William Egbe a ensuite révélé que parmi ses témoins se trouve l'épouse tutsie D'un des coaccusés, l'ancien conseiller politique au ministère des affaires étrangères et membre du comité D'initiative de la Radio-télévision libre des mille collines (RTLM), Jean-Bosco Barayagwiza.

Ouvert sur le fond le 23 octobre 2000, le procès des médias concerne outre Jean-Bosco Barayagwiza, l'ancien promoteur de la RTLM, Ferdinand Nahimana, ainsi que l'ancien directeur et rédacteur en chef de la revue Kangura, Hassan Ngeze. Seul Ferdinand Nahimana participe régulièrement aux audiences.
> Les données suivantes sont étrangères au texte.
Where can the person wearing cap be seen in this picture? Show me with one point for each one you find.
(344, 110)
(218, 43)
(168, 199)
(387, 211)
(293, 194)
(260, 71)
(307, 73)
Le parquet a affirmé qu'il pourrait clôturer la présentation de ses moyens de preuve à la fin du mois de juillet.

Le Tribunal entend depuis lundi matin la déposition du huitième témoin de l'accusation.

Désigné sous le pseudonyme "ABE" pour protéger son anonymat, le témoin appartenait au parti à majorité tutsie, le Parti libéral (PL), en 1994.

Le témoin a indiqué que les partis politiques vivaient " à couteaux tirés", " la cause de cela étant principalement le MRND [l'ex-parti présidentiel] et la CDR [Coalition pour la défense de la république].

Ferdinand Nahimana appartenait au MRND tandis que Jean-Bosco Barayagwiza et Hassan Ngeze appartenaient à la CDR.

Le témoin a affirmé que Jean-Bosco Barayagwiza était l'idéologue de la CDR. "La CDR disait que les Hutus (les vrais Hutus, ceux qui étaient de pur sang, devraient suivre la ligne politique des années 1959, que les Hutus devraient se mettre ensemble pour combattre l'ennemi tutsi".

En 1959, une "révolution sociale" menée par les Hutus avait chassé les Tutsis du pouvoir au Rwanda, contraignant plusieurs D'entre eux à l'exil.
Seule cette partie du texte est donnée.